The database view can filter, project, aggregate, associate, and function operations data in a table. This solution implements transparent access to data based on the database view principle. First, rename the original table and create a view with the same name as the original table; you can call the decryption function for sensitive columns in the view to decrypt the data.

(2) implement data encryption insertion and update through triggers

Triggers in the database can respond to specific actions of data update actions, and triggers for views can be supported in the database. This solution creates an Instead of trigger on the created view, encrypts plaintext data through the Instead of trigger, and inserts encrypted data into the table.

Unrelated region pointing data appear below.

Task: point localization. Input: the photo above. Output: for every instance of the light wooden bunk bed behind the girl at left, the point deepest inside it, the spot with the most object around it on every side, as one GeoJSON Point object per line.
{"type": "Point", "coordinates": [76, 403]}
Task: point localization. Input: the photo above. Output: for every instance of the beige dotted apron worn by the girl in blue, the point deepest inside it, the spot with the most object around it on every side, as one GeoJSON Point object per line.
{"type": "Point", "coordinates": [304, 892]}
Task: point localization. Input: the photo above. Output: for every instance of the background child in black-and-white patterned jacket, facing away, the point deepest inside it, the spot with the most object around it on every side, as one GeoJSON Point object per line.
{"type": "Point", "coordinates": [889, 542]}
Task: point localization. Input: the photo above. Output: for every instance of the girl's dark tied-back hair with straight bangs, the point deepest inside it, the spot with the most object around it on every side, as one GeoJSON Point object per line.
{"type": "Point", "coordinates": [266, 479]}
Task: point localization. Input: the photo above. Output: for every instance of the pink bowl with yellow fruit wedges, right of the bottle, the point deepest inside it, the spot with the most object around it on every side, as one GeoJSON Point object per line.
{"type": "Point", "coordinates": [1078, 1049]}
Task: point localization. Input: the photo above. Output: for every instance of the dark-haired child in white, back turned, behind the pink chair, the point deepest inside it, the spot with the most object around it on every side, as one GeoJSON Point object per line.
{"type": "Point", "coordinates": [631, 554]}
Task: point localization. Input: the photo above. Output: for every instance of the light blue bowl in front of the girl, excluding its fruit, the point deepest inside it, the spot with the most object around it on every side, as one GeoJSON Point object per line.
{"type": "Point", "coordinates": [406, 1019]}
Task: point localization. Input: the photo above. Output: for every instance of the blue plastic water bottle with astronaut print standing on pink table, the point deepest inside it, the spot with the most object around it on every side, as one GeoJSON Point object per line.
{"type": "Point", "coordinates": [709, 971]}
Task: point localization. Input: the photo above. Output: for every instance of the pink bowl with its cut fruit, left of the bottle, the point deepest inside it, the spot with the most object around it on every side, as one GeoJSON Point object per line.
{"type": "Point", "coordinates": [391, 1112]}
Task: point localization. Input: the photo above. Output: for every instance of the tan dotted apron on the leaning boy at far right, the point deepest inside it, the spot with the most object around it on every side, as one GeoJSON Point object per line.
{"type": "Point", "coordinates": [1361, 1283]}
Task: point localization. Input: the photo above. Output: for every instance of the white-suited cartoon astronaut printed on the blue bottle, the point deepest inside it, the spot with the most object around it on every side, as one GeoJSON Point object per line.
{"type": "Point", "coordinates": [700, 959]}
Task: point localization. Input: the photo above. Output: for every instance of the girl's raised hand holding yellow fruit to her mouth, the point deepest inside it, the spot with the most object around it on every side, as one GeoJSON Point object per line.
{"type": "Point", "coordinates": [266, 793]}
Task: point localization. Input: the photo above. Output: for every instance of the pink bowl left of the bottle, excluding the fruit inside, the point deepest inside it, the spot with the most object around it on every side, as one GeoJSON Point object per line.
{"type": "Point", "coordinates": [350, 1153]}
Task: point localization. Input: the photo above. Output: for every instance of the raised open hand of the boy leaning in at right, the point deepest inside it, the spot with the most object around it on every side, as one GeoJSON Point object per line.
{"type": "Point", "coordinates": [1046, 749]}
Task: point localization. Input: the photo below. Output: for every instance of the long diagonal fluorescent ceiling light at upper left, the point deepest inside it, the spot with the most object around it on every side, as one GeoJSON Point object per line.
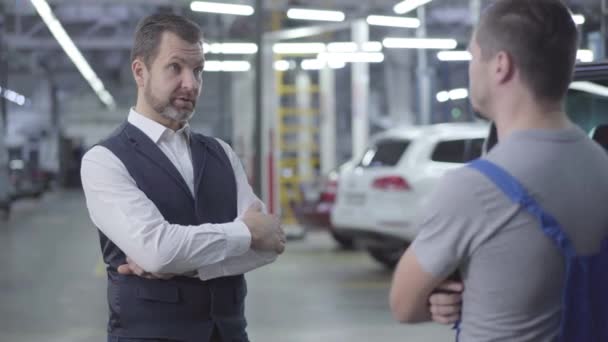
{"type": "Point", "coordinates": [66, 43]}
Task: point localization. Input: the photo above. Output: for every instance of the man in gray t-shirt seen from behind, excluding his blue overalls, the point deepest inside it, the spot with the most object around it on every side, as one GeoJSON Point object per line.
{"type": "Point", "coordinates": [523, 57]}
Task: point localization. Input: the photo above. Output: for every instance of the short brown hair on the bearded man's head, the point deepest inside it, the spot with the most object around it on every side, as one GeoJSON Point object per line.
{"type": "Point", "coordinates": [150, 30]}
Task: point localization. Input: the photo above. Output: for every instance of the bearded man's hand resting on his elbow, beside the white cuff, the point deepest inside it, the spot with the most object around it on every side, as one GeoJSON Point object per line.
{"type": "Point", "coordinates": [266, 231]}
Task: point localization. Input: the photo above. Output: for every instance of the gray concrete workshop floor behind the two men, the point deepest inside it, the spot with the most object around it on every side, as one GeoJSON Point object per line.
{"type": "Point", "coordinates": [52, 288]}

(3) Implement encrypted indexes through the database's extended index interface

Taking Oracle database as an example, the index extension mechanism of Oracle Data Cartridge provides a ready-made framework that allows you to define indexes and implement Operator, compile the code for executing the Create Index, Insert, Delete, Update statements, and Scan Index statements. With this mechanism, you can use custom extended encryption indexes to retrieve encrypted data. This allows you to sort and compare the encrypted data normally, this solves the problem of encrypted data retrieval and greatly improves the efficiency of ciphertext retrieval.

(4) using external interface calls to implement database-Independent Permission control and domestic encryption algorithms

In addition to transparent and encrypted access and efficient index access, another important objective is to call domestic encryption algorithms and control database permissions independently. The key to achieving this goal is external program calls and external communication support. External program calls are supported in the database, as long as the communication interface is defined. In this way, the encryption function and decryption function can be called externally. In this way, not only can the encryption algorithm of Chinese-made encryption devices be called externally, but also the permission verification process can be completed outside the database, this ensures that the superuser permissions are limited.

Currently, the leading database security vendor in China, Anhua gold and database encryption product DBCoffer, use this technology as a typical example.